Who This Helps
You're a product manager who gets asked the same questions every week: "Should we build this?" "What about that?" "Why aren't we moving faster?"
You want to answer with confidence, not gut feelings. You want to turn those questions into decisions that stick.
That's where Product Portfolio Strategy comes in. This course helps you size bets, sequence work, and keep everyone aligned with clear guardrails.
Mini Case
Meet Priya. She manages a portfolio of 8 products at a mid-size SaaS company. Every quarter, her VP asks for a roadmap update. Every quarter, Priya scrambles to pull together data.
Last quarter, she tried something new. She defined one guardrail: "No product can drop below 90% uptime." That single rule killed 3 pet projects that would have caused outages. It saved her team 12% in unplanned work.
Her VP noticed. The next meeting was 20 minutes, not 2 hours. Decisions got made on the spot.
Do This Now (5 Steps)
- List your current bets. Write down every product or feature you're actively working on. Keep it to one page.
- Add rough sizing. For each bet, estimate effort (small, medium, large) and confidence (low, medium, high). Don't overthink it.
- Define one guardrail. Pick one thing that must not get worse. Example: "Customer support tickets per product must stay under 50 per week."
- Check your sequence. Look at your list. Does the order of work make sense? Move the high-confidence, high-value bets to the front.
- Share with one stakeholder. Show them your one-page portfolio map. Ask: "Does this match your priorities?" You'll get feedback in 5 minutes.
Avoid These Traps
- Trap: Trying to be perfect. Your first portfolio map will be messy. That's fine. Update it next week.

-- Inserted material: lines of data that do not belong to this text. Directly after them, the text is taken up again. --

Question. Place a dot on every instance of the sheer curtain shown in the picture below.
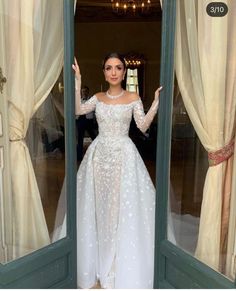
(34, 55)
(205, 69)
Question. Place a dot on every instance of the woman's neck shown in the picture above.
(115, 90)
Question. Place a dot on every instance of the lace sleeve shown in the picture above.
(83, 108)
(143, 120)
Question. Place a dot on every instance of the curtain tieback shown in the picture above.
(219, 156)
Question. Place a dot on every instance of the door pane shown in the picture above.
(202, 175)
(32, 161)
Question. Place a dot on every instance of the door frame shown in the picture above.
(174, 268)
(54, 266)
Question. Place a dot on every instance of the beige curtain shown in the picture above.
(205, 69)
(231, 247)
(34, 54)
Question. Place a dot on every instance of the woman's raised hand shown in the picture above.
(75, 67)
(157, 93)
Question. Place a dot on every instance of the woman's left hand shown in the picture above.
(76, 68)
(157, 93)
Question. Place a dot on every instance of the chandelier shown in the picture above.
(121, 7)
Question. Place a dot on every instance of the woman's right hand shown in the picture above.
(76, 68)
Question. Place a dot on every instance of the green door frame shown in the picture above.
(54, 266)
(174, 268)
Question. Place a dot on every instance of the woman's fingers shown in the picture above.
(75, 67)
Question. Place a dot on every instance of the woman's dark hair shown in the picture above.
(114, 55)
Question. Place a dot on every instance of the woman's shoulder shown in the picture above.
(99, 95)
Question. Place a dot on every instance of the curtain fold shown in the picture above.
(34, 41)
(206, 75)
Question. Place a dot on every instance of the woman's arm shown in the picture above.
(143, 120)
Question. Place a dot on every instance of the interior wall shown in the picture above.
(94, 40)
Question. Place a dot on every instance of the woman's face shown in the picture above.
(114, 71)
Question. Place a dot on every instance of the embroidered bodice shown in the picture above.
(114, 119)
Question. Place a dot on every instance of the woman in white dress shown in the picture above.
(115, 195)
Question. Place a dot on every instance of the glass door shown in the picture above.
(197, 180)
(37, 156)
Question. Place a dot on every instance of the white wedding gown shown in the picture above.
(115, 202)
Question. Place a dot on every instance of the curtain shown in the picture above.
(231, 247)
(206, 75)
(34, 55)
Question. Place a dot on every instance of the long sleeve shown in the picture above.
(83, 108)
(143, 120)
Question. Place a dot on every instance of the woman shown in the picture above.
(115, 195)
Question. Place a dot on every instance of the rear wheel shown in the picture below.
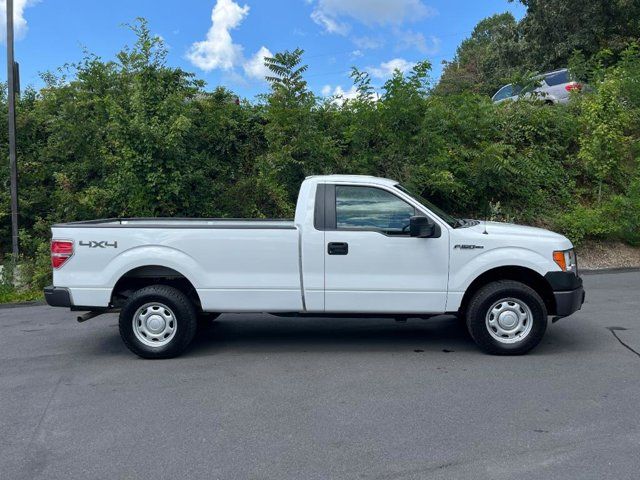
(158, 322)
(506, 318)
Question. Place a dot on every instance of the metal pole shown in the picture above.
(11, 94)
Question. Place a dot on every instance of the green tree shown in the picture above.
(487, 59)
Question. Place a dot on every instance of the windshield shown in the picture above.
(453, 221)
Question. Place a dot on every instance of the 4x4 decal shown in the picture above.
(98, 244)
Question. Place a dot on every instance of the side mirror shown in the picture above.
(423, 227)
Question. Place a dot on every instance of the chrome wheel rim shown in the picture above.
(154, 324)
(509, 320)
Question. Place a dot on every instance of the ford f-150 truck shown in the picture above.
(358, 245)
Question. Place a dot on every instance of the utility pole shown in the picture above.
(11, 95)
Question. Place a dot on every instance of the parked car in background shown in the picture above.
(553, 87)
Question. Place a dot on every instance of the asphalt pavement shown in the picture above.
(260, 397)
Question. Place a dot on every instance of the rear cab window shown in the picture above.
(557, 78)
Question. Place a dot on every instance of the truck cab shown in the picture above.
(358, 245)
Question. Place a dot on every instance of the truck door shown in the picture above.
(372, 265)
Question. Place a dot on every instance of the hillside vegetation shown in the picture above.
(133, 136)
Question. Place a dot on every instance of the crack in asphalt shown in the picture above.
(613, 332)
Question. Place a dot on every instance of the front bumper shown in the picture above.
(568, 292)
(569, 302)
(57, 296)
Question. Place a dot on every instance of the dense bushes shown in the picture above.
(134, 137)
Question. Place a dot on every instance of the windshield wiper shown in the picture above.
(460, 222)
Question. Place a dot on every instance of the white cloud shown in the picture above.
(254, 67)
(218, 49)
(370, 12)
(346, 95)
(339, 95)
(386, 69)
(411, 39)
(329, 23)
(19, 22)
(368, 43)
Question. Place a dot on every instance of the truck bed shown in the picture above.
(234, 265)
(176, 222)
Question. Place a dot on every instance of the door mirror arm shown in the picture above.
(423, 227)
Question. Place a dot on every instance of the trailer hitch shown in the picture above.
(94, 313)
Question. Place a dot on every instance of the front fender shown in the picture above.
(471, 268)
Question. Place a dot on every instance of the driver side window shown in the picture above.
(370, 208)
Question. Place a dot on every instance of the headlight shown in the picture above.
(566, 260)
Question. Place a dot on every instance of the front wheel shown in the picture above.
(158, 321)
(506, 318)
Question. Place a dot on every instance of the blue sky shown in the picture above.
(223, 41)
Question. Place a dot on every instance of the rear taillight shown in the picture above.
(573, 87)
(61, 251)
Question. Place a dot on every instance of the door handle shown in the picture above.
(338, 248)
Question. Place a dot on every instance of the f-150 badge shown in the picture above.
(98, 244)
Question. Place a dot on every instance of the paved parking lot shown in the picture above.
(264, 397)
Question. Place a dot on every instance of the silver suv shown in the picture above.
(552, 87)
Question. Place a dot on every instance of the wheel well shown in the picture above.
(524, 275)
(152, 275)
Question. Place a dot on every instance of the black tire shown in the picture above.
(482, 302)
(181, 310)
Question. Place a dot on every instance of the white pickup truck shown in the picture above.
(358, 245)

- Trap: Adding too many guardrails. Start with one. More than three and you'll spend all your time checking rules.
- Trap: Keeping it secret. A portfolio map only works if people see it. Share it early, share it often.
- Trap: Forgetting to kill things. If a bet has low confidence and low value, drop it. Free up capacity for what matters.
- Trap: Making it a solo exercise. Get input from your team, your stakeholders, and your customers. They'll spot things you miss.
Your Win by Friday
By Friday, you'll have a one-page portfolio map with:
- A list of your current bets
- Rough sizing and confidence for each
- One guardrail that protects your team from bad surprises
You'll walk into your next stakeholder meeting with a clear answer to "Why are we working on this?" And you'll get a nod, not a debate.
That's the win. A decision, not a question.